Athanasius Sylliboy (also known as Tana’s, which is Mi’kmaw for Athanasius) is a Mi’kmaq man from Eskasoni First Nation, located in Unama’ki (Cape Breton). He obtained his Bachelor of Science in Nursing from Cape Breton University in 2015, and his Master of Nursing from Dalhousie University in 2020. He is currently working as a Mi’kmaw Nurse Practitioner in Millbrook First Nation.

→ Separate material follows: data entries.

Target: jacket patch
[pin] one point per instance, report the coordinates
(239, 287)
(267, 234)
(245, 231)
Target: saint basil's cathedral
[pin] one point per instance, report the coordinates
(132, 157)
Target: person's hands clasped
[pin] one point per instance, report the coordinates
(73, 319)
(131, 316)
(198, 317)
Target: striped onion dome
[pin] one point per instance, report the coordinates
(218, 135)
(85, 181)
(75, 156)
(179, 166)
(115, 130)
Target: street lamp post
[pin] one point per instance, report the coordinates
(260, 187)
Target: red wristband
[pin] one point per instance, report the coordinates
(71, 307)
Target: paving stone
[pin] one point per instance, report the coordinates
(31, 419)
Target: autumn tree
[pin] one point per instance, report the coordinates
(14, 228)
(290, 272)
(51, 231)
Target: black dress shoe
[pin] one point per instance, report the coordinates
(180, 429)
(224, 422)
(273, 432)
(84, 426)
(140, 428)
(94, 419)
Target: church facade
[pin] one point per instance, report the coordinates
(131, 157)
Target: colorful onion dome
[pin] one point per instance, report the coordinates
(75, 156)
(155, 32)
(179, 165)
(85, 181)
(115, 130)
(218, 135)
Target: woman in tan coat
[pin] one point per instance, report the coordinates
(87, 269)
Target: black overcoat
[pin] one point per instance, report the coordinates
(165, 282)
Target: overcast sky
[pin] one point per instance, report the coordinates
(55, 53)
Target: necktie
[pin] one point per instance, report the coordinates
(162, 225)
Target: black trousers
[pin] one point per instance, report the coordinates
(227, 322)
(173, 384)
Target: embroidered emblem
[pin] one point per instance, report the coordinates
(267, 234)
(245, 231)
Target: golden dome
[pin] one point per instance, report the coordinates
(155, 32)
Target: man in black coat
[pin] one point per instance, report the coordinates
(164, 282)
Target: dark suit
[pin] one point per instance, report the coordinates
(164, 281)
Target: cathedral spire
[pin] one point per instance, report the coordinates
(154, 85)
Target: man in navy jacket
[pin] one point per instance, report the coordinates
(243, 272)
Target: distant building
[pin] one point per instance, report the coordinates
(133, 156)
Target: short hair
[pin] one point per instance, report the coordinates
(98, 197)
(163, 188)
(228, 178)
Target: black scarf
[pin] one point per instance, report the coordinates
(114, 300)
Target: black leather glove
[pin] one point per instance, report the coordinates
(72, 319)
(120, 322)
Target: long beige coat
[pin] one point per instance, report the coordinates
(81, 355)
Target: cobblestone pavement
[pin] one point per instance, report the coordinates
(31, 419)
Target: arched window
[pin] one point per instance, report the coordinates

“Being Indigenous in Nursing is a role that represents many generations of continued resilience, advocacy, leadership, and healing for our communities. We need to continue recognizing the achievements, and contributions of Indigenous people in modern medicine, as we had many centuries of doctors, nurses and researchers, all of which went by different names. The most meaningful part for me is the utilization of my language. There is a layer of connection, understanding, and comfort in speaking, and understanding Mi’kmaw in the provision of care throughout the lifespan. As a Mi’kmaw, and a nurse, I get to interweave Indigenous and Western world views and ways of knowing to improve the lives of others. Each one of us in this unique role represents a small stepping stone in the bridge to reconciliation and transforming the health of our people, communities, and future generations.”
Julie Francis is a Mi’kmaq woman from Eskasoni First Nation. She graduated from StFx with her Bachelor of Science in Nursing and is continuing to pursue her Master of Nursing degree at Dalhousie University. She is currently working at as the Community Health Nurse at the Eskasoni Health Centre and is also a Research Nurse at ACHH/IWK.
“Being an Indigenous Nurse means a lot to me, it’s an honor to practice nursing in my own community.
It means I’m part of a growing family of Lnu nurses who are breaking barriers for one another, including our future Nurses. We’ve been through a lot to make it to this point, and we celebrate one another and raise each other up.
It also means we dismantle barriers to health care for our indigenous communities by not only providing culturally safe care to our clients, also by promoting, protecting, and advocating for anti-racism, equity, diversity and inclusion in culturally safe policies, programs, and patient care.
It means decolonization. During my journey as a Nurse and student in the MScN program at Dal I’ve come to realize that I’m contributing to decolonizing nursing research, how we think about the early years and even decolonizing my own education.”